La ricostruzione – A Scieri “prima fu ordinato di svestirsi parzialmente poi fu percosso” e quando si rivestì per sfuggire alle violenze “tentò di salire sulla scala della torretta” arrampicandosi “dalla parte esterna”. Sarebbe stato inseguito da Panella, “passato da dentro”, che lo avrebbe “continuato a colpire: lo testimoniano le lesioni a mani e corpo di Scieri, che gli fanno perdere la presa e precipitare da 10 metri”, è la ricostruzione della procura. Nonostante diversi colleghi riferirono che il giovane era tornato in caserma, Scieri viene dato per non rientrato: a quell’ora probabilmente era già morto o agonizzante. Il cadavere è rimasto ai piedi della scala della torre di asciugatura dei paracadute – posto solitamente frequentato dagli ‘anziani’ della caserma – per tre giorni. Il suo corpo venne ritrovato solo il 16 agosto.

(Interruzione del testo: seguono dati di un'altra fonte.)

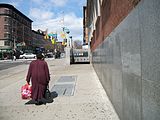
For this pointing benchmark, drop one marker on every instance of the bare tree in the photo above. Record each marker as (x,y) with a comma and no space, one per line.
(77,44)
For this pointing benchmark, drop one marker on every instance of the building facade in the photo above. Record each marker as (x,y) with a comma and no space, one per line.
(15,28)
(124,38)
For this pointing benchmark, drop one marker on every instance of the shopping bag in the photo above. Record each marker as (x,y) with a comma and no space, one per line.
(26,91)
(47,94)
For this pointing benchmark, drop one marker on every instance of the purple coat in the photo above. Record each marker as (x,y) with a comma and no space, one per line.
(38,73)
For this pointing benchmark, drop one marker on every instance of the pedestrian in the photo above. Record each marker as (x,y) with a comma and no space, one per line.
(14,55)
(38,73)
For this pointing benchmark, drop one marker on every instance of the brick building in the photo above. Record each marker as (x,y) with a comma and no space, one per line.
(15,28)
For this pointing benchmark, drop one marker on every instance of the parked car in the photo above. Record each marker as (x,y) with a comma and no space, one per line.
(49,55)
(27,55)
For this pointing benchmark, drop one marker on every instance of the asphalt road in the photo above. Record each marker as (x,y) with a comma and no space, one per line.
(8,64)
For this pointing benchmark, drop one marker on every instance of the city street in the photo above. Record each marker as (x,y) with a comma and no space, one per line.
(5,64)
(86,100)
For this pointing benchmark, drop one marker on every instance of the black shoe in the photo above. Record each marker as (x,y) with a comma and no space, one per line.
(39,103)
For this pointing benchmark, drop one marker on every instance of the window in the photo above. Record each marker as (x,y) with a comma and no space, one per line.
(7,43)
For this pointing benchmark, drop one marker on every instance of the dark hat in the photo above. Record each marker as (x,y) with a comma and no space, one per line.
(39,56)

I pm: “Capar ha collaborato” – Nell’estate del 2018 c’era stata la prima svolta nelle indagini, con l’arresto di Alessandro Panella, caporale e capocamerata a cui era stato assegnato Scieri e vennero iscritti nel registro degli indagati anche Andrea Antico e Luigi Zabara. La nuova pista seguita dagli inquirenti era quella del nonnismo: stando alla commissione di inchiesta parlamentare, istituita nel 2016 e conclusa a dicembre 2017, nella caserma “avvenivano gravi atti di violenza, non riconducibili a semplice goliardia”. Secondo l’accusa, la sera del 13 agosto del 1999 i tre indagati dopo aver fatto spogliare e dopo aver picchiato Scieri, ‘scoperto’ mentre era al telefono, lo avrebbero obbligato a salire sulla torre di asciugatura e poi avrebbero fatto pressione con gli scarponi sulle nocche delle dita. Di qui la caduta a terra della recluta e la fuga dei caporali. “In questi due anni di lavoro l’attuale catena di comando del Capar”, il centro addestramento paracadutisimo che ha sede alla caserma Gamerra di Pisa, “ha dato piena collaborazione al nostro lavoro”, ha detto il procuratore capo di Pisa.